Over the last decade, the culture of taking up work that is generally more rigorous in stress has become a norm. Unfortunately, in many instances, it has extended to a culture that expects individuals to take up stress-heavy work if they want to do well.
Many often feel overwhelmed with “having too much” of everything. In this fast-paced world, there is a constant need for various types of work, one after the other. If it is one project this week, there is another project the following week. Or if there is one running collaboration, more are coming in. It is a never-ending spiral of new task loads every day of the week, throughout every annual calendar.
This often results in tight deadlines making employees overwhelmed. And these deadlines are assigned without taking into consideration factors such as transport hours, planning hours, exhaustion from one position to another, etcetera. As such, one tight deadline, which may seemingly not be as difficult, is often more challenging for the person responsible in real life.
Moreover, these tight deadlines aren’t often autonomously decided by the employee. Sometimes their supervisors or workplace superiors assign tasks and expect them to complete the work at all costs. In fact, in some instances, the amount of work assigned may be more than what the employee is supposed to do based on the employment contract. Nevertheless, many employees continue to work because they expect “brownie points” for their goodwill to work hard and deliver.
There is often little scope for taking breaks within these deadlines. Modern living’s hectic pace can make it difficult for us to plan, making individuals feel unprepared for the workday and adding to their stress levels. This becomes even more challenging when they get a long period without any break due to the constant workload.
Especially within the competitive realm of today’s world, most organizations are constantly striving to stay competitive. In this race, nobody wants to risk being lagged by others because of the fear of lagging “too much.” As such, employees are expected to work hard till success is achieved. And because there is no end to that success, the cycle continues where employees try to achieve one target after another.
This competition also extends to the job market. It is common these days to have many available applicants and job-seekers for a singular role. This means the employer knows, in many cases, that they have an alternative employee standby and may therefore take the contribution for granted in a mindset that whatever contribution is made by that individual is not exclusive. This situation also results in insecurity of the employee because they know they might as well be replaced if their performance does not meet the expectation. Job contracts do not offer much job security in most instances; employees feel that they have to take up a stress-heavy workload to stay in their position.

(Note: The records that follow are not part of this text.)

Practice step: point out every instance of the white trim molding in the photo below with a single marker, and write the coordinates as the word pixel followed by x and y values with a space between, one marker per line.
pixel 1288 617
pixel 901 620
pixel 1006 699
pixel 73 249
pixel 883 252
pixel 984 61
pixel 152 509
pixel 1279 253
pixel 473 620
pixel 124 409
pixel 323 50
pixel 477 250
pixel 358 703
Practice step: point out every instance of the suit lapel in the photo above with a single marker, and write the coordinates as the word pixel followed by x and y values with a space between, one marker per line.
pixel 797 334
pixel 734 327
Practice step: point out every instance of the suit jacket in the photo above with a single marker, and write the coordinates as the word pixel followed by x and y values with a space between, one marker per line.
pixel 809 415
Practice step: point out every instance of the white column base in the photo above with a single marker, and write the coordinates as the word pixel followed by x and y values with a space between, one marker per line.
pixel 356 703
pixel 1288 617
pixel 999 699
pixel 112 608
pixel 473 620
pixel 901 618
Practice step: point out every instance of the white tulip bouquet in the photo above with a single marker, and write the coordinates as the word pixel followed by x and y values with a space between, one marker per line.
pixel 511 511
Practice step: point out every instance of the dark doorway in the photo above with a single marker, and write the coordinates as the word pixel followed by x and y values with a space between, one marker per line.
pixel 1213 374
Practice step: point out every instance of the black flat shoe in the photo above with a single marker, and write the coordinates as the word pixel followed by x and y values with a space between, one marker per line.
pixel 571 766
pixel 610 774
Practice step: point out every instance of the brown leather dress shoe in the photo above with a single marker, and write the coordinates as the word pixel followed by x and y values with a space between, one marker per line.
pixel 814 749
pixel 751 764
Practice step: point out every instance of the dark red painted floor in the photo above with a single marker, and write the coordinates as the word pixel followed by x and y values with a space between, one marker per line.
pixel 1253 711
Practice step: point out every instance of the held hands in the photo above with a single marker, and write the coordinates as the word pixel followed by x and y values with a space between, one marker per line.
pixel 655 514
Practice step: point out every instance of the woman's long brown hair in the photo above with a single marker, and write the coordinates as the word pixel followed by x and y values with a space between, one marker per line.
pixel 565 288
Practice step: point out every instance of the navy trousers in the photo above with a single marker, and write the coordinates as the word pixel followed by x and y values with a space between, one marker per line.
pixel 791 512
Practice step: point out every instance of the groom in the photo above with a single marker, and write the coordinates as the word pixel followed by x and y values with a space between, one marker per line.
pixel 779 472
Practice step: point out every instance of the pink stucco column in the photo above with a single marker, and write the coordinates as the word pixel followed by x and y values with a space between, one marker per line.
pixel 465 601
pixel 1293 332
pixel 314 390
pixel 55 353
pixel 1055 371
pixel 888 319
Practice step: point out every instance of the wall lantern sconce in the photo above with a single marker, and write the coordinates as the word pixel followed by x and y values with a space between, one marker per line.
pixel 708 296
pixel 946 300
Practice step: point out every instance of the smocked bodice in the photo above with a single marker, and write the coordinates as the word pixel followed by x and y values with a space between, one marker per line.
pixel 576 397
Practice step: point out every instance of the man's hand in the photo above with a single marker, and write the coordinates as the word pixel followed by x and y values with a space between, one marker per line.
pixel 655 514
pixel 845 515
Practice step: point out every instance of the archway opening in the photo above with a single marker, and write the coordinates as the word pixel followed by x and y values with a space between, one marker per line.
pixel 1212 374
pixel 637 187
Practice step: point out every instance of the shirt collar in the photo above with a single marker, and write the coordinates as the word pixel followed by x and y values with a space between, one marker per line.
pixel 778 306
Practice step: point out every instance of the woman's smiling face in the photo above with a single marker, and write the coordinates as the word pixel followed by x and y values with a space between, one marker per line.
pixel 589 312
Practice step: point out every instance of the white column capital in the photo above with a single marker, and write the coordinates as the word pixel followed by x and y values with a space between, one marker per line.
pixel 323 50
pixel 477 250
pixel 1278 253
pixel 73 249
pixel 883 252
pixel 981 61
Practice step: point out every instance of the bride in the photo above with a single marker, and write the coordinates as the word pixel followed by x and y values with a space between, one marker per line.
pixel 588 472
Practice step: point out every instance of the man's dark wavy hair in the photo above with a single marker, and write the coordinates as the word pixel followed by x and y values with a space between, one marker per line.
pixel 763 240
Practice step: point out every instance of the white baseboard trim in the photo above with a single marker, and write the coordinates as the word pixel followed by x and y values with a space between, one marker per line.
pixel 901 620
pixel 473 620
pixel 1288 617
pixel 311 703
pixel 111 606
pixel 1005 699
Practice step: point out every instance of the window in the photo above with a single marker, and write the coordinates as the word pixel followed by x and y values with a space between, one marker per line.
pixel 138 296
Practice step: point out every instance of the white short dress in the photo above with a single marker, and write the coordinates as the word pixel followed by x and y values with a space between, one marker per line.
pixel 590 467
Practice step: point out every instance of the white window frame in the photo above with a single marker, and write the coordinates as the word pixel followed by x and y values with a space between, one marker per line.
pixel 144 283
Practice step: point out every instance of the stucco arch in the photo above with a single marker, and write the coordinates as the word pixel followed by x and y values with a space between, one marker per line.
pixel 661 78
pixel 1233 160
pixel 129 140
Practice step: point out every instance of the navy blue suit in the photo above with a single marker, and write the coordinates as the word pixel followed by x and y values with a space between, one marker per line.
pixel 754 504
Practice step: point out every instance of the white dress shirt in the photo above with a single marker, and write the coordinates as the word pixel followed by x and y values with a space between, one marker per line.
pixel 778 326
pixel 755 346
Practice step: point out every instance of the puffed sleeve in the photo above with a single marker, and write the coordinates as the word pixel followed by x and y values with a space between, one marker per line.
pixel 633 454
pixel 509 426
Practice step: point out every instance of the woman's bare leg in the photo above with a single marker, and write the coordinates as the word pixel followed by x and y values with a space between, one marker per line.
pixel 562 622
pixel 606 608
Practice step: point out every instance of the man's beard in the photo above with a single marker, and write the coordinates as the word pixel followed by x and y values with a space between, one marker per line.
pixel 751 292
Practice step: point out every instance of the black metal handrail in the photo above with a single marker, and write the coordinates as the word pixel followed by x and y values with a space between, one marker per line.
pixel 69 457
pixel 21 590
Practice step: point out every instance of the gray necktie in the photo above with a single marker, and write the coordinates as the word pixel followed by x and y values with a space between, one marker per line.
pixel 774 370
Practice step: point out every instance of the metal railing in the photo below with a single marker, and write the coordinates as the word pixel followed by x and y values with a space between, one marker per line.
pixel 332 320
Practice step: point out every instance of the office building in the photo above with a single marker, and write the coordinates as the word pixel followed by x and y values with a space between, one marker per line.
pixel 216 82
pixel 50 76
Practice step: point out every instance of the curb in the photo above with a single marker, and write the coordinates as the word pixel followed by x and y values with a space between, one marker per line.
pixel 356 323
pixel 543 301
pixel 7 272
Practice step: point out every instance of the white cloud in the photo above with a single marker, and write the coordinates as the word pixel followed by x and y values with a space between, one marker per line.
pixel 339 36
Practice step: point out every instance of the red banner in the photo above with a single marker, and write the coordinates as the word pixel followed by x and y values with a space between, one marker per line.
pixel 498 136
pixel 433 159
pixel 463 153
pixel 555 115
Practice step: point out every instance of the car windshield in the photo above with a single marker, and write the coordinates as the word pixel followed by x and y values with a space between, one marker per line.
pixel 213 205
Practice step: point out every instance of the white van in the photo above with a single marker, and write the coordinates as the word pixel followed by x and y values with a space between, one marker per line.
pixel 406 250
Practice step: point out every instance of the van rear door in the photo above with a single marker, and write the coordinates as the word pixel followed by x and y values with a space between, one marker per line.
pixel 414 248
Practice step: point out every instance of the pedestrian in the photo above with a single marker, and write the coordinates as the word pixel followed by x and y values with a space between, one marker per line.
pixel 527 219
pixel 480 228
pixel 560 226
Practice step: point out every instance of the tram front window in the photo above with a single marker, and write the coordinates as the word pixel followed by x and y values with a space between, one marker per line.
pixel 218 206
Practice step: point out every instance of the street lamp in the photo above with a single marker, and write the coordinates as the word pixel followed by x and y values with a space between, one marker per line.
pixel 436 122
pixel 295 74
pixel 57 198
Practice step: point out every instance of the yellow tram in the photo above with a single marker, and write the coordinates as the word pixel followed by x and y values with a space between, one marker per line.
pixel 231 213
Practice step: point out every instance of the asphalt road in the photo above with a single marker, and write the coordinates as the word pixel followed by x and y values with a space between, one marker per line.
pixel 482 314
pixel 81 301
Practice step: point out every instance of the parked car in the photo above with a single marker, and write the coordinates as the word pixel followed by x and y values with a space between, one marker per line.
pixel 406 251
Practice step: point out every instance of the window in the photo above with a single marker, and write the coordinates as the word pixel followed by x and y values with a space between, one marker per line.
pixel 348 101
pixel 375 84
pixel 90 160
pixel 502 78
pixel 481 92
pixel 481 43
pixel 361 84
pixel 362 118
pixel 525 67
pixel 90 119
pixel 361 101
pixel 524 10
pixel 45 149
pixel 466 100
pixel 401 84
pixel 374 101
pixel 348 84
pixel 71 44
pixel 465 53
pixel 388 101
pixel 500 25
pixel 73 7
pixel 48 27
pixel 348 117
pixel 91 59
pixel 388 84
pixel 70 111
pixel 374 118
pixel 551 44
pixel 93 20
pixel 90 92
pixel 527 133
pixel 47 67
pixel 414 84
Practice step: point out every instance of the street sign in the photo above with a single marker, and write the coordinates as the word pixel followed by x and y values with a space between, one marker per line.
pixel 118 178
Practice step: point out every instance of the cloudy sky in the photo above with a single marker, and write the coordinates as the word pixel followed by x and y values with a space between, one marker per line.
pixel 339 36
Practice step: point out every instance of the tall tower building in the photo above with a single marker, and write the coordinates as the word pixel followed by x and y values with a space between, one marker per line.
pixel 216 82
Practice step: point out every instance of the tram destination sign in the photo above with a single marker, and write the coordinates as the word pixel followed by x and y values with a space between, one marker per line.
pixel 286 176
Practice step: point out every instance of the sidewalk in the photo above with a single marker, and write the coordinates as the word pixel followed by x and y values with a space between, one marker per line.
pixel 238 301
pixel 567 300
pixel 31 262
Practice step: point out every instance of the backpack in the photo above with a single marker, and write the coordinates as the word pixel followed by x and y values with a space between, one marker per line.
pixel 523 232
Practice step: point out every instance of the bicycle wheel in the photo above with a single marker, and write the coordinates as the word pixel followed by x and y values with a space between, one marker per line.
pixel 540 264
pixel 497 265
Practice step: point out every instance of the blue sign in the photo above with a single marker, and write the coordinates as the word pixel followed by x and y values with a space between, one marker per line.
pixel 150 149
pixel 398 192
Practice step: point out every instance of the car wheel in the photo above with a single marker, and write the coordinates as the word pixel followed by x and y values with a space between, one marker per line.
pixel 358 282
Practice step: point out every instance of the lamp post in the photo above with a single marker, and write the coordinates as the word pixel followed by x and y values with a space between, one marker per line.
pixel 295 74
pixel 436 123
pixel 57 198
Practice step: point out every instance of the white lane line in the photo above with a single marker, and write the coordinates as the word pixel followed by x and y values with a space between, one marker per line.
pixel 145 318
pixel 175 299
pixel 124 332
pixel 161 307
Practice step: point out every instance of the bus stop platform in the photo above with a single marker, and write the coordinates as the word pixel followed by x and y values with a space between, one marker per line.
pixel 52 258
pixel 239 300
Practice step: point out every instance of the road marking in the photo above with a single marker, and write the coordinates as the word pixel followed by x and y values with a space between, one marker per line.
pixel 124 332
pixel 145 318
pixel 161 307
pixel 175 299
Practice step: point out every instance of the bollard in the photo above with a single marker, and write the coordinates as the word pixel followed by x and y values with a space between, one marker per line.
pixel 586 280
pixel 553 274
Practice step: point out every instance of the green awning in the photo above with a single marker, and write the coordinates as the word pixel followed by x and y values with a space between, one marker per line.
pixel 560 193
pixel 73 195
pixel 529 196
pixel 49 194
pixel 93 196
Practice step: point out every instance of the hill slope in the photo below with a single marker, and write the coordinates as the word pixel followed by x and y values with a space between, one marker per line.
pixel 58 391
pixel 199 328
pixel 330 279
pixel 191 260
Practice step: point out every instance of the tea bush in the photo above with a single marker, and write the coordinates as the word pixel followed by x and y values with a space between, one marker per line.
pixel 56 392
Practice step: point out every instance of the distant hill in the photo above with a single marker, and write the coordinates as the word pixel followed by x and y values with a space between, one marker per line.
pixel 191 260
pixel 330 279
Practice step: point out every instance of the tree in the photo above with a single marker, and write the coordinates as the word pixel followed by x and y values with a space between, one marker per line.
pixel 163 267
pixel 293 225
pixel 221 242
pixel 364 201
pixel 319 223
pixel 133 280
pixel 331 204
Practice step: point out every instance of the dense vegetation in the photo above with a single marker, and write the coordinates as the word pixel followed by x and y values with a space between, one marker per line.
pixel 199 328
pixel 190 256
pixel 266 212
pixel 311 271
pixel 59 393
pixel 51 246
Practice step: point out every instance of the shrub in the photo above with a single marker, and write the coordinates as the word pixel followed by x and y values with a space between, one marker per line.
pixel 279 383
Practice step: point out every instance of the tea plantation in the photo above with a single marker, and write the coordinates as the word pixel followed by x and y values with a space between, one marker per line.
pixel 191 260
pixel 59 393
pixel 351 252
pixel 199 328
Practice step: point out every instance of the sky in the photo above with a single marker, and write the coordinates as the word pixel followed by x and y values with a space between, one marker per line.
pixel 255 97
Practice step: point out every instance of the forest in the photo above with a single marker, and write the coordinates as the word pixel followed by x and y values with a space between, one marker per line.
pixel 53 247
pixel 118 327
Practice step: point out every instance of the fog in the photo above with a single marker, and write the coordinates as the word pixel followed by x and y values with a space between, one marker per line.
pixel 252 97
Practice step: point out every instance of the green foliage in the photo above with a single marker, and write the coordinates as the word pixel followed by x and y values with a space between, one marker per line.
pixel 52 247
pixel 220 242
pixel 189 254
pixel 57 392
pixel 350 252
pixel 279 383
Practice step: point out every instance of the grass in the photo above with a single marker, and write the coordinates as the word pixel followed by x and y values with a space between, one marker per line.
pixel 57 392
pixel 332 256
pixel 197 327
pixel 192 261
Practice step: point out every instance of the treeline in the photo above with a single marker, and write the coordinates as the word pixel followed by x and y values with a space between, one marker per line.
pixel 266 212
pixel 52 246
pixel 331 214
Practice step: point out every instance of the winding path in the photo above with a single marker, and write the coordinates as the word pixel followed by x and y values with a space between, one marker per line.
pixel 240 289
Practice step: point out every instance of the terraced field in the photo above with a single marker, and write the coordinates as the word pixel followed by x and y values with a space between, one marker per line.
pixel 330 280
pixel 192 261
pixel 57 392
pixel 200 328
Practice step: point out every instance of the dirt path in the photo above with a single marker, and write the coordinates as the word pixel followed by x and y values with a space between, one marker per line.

Moreover, employees are often motivated in a way that they believe the only way to rise on the ladder in their organizational organogram is by working “extra” hard to stand out. They are often in the disguise of the belief that there is no alternative to that. Again, this stems from the social expectation to do well and be validated.
Mainly because employees are not free from the need for social validation from their peers and more – they too cooperate. They want to hear good remarks from their workplace superiors in their monthly or annual performance reviews. Not only may this allow them to have a promotion sooner, but this extends the feel-good emotion because they can tell themselves that they did “good enough.” Often, individuals have a unique social value if they do well at a relatively early age. It is somehow presumed to be outstanding and, therefore, celebrated. Because of this, young workers at most offices often choose to work extensively in the hope of an early career boost for themselves. Although whether the choice is coerced or not based on the pressure that social expectation puts on them is a concern, working “extra” towards a head start has become a norm.
This rush towards a headstart originates early and often before someone has joined a formal workplace. Starting from extracurricular activities at school to other competitive sports, etcetera – everyone is continuously trying to grind their way up. And this practice is often easily extended to their work life.
Because this culture is very demanding, some adjustments have occurred over time from both the employers and the employees. For instance, there are payments for extra working hours that an employee receives for working more than their primarily designated hours. Many choose to work in that scope, often willingly or sometimes even being coerced because they have other responsibilities on their shoulders for which they need to earn that little extra money.
Because the culture that has grown up is deep-rooted, many have accepted this as the norm for various reasons. And that has, as a result, overshadowed crucial concerns such as mental health, fair payment, etcetera. These concerns must come to light because fairness on all levels is essential. Moreover, these factors are integral to the employee’s well-being and are often directly correlated to the organization’s success. By addressing the core issues with expert consultation, it is plausible to create a work culture that works best for the interest of all.